Formación continua para abordar los desafíos del Derecho de Familia
El abogado Sebastián Mohr acaba de completar el posgrado Especialización en Derecho de Familia de la Universidad Abierta Interamericana (clic acá para ver más información), un paso que forma parte de un recorrido académico y profesional marcado por la búsqueda permanente de actualización y perfeccionamiento.
Su vínculo con la institución comenzó mucho antes de iniciar el posgrado. “La elección se debió a tener conocimiento personal de la casa de estudios”, explica. En su caso, la relación con la universidad tiene también un componente familiar: “Mis dos hermanas son egresadas de carreras de grado, y yo particularmente ya cursé tres diplomaturas allí previas a la especialización”.
Ese recorrido previo consolidó una confianza en la propuesta académica de la universidad y lo llevó a profundizar su formación en una de las áreas más complejas y dinámicas del derecho. Mohr se desempeña como abogado y funcionario judicial, una doble responsabilidad que, según explica, exige una formación constante.
En ese sentido, el posgrado se presentó como una oportunidad para sistematizar conocimientos y profundizar en una rama jurídica particularmente sensible. Antes de comenzar la cursada, sus expectativas eran claras: “Las mejores”, recuerda. Y agrega que el resultado de esa experiencia se refleja en la culminación de la carrera: “La experiencia está a la vista, ya que he concluido toda la carrera con dedicación y responsabilidad”. Durante el trayecto académico, Mohr destaca que “todo aprendizaje es valioso”, tras evaluar sus conocimientos y herramientas adquiridas a lo largo de la especialización.
Uno de los aspectos que más enriqueció su experiencia fue el intercambio con colegas de diferentes jurisdicciones. Al tratarse de una propuesta académica en modalidad virtual, la especialización reúne profesionales de distintas regiones de Argentina, lo que amplía la mirada sobre la práctica jurídica.
En ese sentido, Mohr destaca que la formación influyó positivamente en su manera de abordar los casos. “Adquirí experiencias de otras jurisdicciones, ya que al ser una carrera virtual hay profesionales de todas partes del país, lo que enriquece aún más la carrera”, explica. Ese intercambio permite comprender cómo se aplican las normativas en distintos contextos y analizar problemáticas familiares desde perspectivas diversas.
El Derecho de Familia implica abordar situaciones atravesadas por conflictos personales, vínculos afectivos y decisiones que impactan profundamente en la vida de las personas. Para Mohr, este contexto exige un ejercicio profesional especialmente responsable. “Un profesional debe manejarse con responsabilidad y seriedad ante los casos verdaderamente complejos como lo es el derecho de familia”, afirma.
Esta mirada pone en evidencia que el trabajo en esta área no se limita únicamente a la interpretación jurídica, sino que también requiere sensibilidad y criterio para acompañar procesos que muchas veces involucran momentos difíciles para las familias.
Consultado sobre el panorama actual de esta rama del derecho en Argentina, Mohr considera que se trata de un campo que evoluciona constantemente. “Estamos bien, pero hay que mejorar muchas cuestiones.
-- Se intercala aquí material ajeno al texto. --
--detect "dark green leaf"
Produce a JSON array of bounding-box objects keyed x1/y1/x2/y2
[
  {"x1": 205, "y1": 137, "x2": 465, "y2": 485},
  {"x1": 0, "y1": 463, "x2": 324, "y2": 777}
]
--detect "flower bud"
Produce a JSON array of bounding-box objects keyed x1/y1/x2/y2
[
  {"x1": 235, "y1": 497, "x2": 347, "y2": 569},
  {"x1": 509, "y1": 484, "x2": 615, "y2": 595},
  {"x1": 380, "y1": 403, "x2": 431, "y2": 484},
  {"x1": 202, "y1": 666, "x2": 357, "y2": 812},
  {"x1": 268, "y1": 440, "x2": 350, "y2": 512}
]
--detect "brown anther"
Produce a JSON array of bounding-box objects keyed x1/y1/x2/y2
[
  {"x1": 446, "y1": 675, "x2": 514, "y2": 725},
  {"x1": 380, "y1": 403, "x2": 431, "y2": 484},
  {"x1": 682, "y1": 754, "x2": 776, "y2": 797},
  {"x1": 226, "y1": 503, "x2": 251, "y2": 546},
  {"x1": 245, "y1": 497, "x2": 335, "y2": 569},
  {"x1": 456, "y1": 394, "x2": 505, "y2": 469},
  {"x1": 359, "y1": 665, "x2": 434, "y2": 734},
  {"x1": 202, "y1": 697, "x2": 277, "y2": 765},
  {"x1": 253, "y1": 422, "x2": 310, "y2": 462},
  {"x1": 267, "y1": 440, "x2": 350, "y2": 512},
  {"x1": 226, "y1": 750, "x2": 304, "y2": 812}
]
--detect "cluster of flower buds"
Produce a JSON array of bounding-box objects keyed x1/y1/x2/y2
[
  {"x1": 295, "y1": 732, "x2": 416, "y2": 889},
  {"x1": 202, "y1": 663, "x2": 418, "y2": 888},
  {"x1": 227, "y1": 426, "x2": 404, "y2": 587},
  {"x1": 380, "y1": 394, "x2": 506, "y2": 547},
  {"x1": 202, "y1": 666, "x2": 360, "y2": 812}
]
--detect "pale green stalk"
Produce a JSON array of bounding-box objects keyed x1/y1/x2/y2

Es una rama del derecho que varía constantemente”, sostiene.
Los cambios sociales y culturales, explica, impactan de manera directa en la legislación y en las prácticas judiciales. “Mucho, algunos cambios en forma positiva y otros no tanto”, reflexiona al analizar cómo las transformaciones de la sociedad influyen en el derecho de familia.
A lo largo de la especialización, Mohr encontró en el equipo docente uno de los pilares fundamentales de la experiencia formativa. “Es de destacar la capacidad de los profesionales que dictan la especialización”, subraya.
Según describe, se trata de docentes que no solo cuentan con una sólida preparación académica y profesional, sino que además generan un clima de trabajo colaborativo durante la cursada. “Todos ellos no solo están preparados, sino que con calidad humana llevan adelante la cursada de manera colaborativa y amena”, destaca.
A partir de su experiencia, Mohr no duda en recomendar esta especialización a otros profesionales del derecho. “Lo he recomendado mucho, porque es positivo para la profesión”, asegura.
En particular, considera que profundizar en el derecho de familia permite mejorar la forma en que se abordan las problemáticas vinculadas a la vida familiar. “Es necesario para mejorar las cuestiones que se suscitan en el ámbito familiar”, concluye.
Con esta nueva etapa académica finalizada, Sebastián Mohr reafirma una convicción que atraviesa todo su recorrido: en una disciplina tan sensible y cambiante como el derecho de familia, la formación permanente no solo fortalece el ejercicio profesional, sino que también contribuye a brindar mejores respuestas a las necesidades de la sociedad.